I joined WB in Beta, it was the first game that I can recall that actually had 200ppl in one server. It was the first product for allot of folks when it came to flying WWII Sims online. Yes there where others, but this one brought forth a massive arena, great graphics, dynamic gameplay, solid community and a customer support department.
The perks (as I see them through my rose colored glasses of the past):
1. Quality of Player = Quality of experience
The hourly fee to play kept casual gamers out, the only people who where there, were the sort of folks who where as much Aviaition History Buffs, as they where old men wanting to live their childhood fantasies of being a WWII fighter pilot.
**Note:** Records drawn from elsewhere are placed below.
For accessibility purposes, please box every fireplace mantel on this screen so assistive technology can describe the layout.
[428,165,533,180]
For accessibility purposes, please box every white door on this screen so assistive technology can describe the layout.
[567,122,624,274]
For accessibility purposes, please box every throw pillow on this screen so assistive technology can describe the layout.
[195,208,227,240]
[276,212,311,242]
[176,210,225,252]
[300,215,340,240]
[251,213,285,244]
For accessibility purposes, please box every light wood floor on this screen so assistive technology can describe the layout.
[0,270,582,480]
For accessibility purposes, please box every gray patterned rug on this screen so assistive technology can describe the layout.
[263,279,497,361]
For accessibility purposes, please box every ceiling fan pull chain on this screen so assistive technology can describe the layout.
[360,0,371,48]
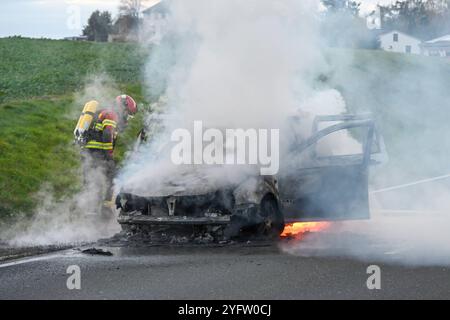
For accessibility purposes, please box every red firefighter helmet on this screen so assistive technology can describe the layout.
[116,94,137,115]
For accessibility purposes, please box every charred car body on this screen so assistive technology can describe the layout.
[116,115,385,237]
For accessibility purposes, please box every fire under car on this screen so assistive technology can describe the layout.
[116,115,386,238]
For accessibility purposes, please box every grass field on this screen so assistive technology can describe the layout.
[0,38,150,218]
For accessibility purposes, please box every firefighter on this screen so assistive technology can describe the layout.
[76,95,137,218]
[84,95,137,160]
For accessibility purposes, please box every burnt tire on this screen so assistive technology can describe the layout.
[259,197,284,238]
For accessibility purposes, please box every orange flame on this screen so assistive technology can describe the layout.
[281,222,330,239]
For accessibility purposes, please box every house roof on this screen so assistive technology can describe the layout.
[379,30,422,41]
[426,34,450,43]
[142,0,169,14]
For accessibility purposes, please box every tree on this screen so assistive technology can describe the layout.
[119,0,142,20]
[321,0,377,49]
[83,10,112,42]
[379,0,450,39]
[322,0,361,17]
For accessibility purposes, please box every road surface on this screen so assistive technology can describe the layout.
[0,244,450,299]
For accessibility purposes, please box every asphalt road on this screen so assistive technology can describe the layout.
[0,245,450,299]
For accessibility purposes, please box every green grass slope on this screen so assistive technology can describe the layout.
[0,38,146,219]
[0,38,146,103]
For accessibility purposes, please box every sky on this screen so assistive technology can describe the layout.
[0,0,392,39]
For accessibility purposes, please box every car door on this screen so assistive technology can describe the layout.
[279,115,381,222]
Alt.Games.WB was a place where instead of flame wars on the boards, you had dissertations on the ballistics of a 20mm, and it seemed as if the programmers listened. Everyone liked everybody, or at least respected each other. Jedi's Book of Dweeb, Toads Hall...
2. The Conventions featured real WWII Pilots signing books, Real good beer everywhere, and real geeky old men flying a sim.
3. Find the Book: WarBirds : The Story so Far, and read it, if for anything, to see where flight sims where in the mid 90's, what the community was like back then, and where it could be today.
Now, understand this, like old girlfriends from the past, we tend to put old games up on pedastals the farther back in memory they fade. We forget all the bad things, and remember only the good.
Examples:
1. You could take an A6M5 up, and actually fight with it. It was considered one of the most deadly planes in the game, because nothing could turn with it except an KI43 which shot spit wads.
2. Spit5 was considered to be the best plane in the game because it had cannons and could turn and out run a zeke
3. You could capture a field with 1 P38
4. You would fly for an hour and not see anyone at 8AM on a tuesday
5. The top ranked where there, because they killed alot, and never died.
6. Bombing was as much fun as flying a fighter
7. People Vulched with B17 formations with Auto Guns on, and it was scary efficient
8. The community was small enough, that there where probably only 100 people that flew during your normal flying time, and after a while, you could tell by the type of airplane, and the ACM being used, just who it was you where about to shoot down.
9. 2 vs 2 duels and squadron duels where prevalent and scheduled activities.
10. S3's rocked
10.5 Toads Air Races, its more important to finish than to win.................. TREE!
11. You could not fly most airplanes especially early war upside down for very long
12. Rolling Plane sets and Instant Action Arena
13. Loosing all of the cannon fodder easy targets out of the rolling planeset MA because they only flew in the IA arena
14. The Move to Carolina and the changes that came with it
Aces High brought the best of WB to the market with a reasonable price rate, granted it brought a different gamer to the mix as well, overall, the true die hard sim fan can still get his/her fix, and maybee even a casual gamer from time to time is turned into a true sim fan.
The War Birds community scattered to Aces High, to World War II Online and some stayed home to Alt.Games.Warbirds and still can be found on S3's when not flying their IL2 weekly squadron matches.
The only thing I wish I could change or add to Aces High besides the core base of the community being truely well read historical junkies and research fanatics, is I would LOVE..................... LOVE to pay an additional $8 or so a month, and have a simple little WWI stand alone with one arena. Everyonce in a while, it is good to wear your rudder pedals out a bit. That much I miss about WB's.
But we can only relish in the past, the reality, is we have a better product, more accurate product and at a cheaper price than we had back then.
WB's broke my cherry, but I married Aces High, just wish I had my little WWI mistress on the side.